Ireland’s rapid shift to digital payments signals a fertile market for fintech innovation and positions the country as a testbed for the forthcoming digital euro, influencing European monetary policy and banking strategy.
Across Europe, cash is on a steady decline, but the pace varies dramatically by country. Ireland stands out, with cash usage dropping to 58% and a quarter of respondents pledging to quit cash entirely within a decade. This momentum is driven by high contactless penetration—73% of Irish shoppers use it routinely—paired with a tech‑savvy demographic that embraces mobile wallets and peer‑to‑peer platforms like Revolut, which commands a 62% share among respondents.
The digital euro, a central bank digital currency (CBDC) slated for future rollout, finds its most enthusiastic audience in Ireland. While the average European interest hovers around one‑in‑three, 36% of Irish consumers say they would use the digital euro, and 44% would adopt it for online shopping—the highest rate across the nine‑country survey.
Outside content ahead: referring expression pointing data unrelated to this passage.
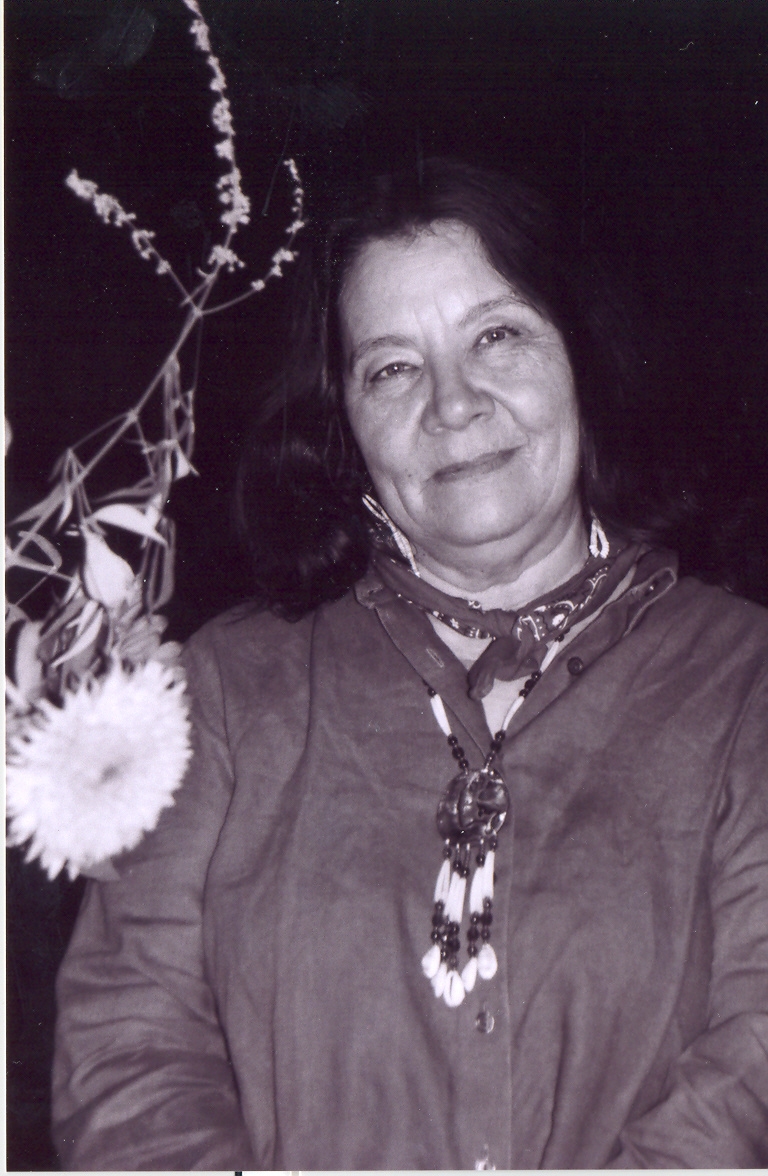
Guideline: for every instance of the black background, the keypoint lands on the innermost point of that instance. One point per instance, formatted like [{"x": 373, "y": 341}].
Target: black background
[{"x": 648, "y": 117}]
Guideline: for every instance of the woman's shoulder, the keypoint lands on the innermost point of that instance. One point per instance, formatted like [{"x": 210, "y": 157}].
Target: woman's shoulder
[
  {"x": 712, "y": 621},
  {"x": 253, "y": 647},
  {"x": 719, "y": 605}
]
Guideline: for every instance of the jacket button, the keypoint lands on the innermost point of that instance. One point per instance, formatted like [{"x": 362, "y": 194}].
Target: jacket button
[{"x": 485, "y": 1021}]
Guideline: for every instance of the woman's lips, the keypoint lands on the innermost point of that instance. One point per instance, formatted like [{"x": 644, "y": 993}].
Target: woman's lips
[{"x": 486, "y": 463}]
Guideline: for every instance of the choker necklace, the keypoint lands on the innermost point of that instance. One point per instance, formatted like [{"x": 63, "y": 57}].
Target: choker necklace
[{"x": 469, "y": 816}]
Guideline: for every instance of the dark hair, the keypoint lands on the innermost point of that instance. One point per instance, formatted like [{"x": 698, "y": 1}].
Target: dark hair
[{"x": 301, "y": 479}]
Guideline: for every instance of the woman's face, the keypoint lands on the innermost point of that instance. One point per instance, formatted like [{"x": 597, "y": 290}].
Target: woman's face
[{"x": 460, "y": 396}]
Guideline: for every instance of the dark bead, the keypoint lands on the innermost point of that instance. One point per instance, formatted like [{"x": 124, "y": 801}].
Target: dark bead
[{"x": 485, "y": 1021}]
Cost‑free usage and 24/7 acceptance emerge as decisive factors, with nearly half of Irish respondents prioritising these attributes. Trust in traditional banks remains the cornerstone of adoption, as 41% of Europeans—and the highest proportion in Ireland—prefer their own bank to manage transaction data over tech giants.
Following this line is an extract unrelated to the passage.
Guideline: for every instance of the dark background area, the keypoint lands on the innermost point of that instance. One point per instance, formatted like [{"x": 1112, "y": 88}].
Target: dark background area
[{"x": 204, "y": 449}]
For fintech firms and incumbent banks, Ireland represents a strategic launchpad for digital payment services and CBDC pilots. The combination of high digital adoption, openness to new payment forms, and strong institutional trust creates a conducive environment for innovative products, from instant settlement solutions to value‑added services built around the digital euro. Policymakers can also glean insights from Irish consumer expectations to shape regulatory frameworks that balance security, accessibility, and cost, ensuring the digital euro’s rollout aligns with market demand and accelerates Europe’s broader digital finance agenda.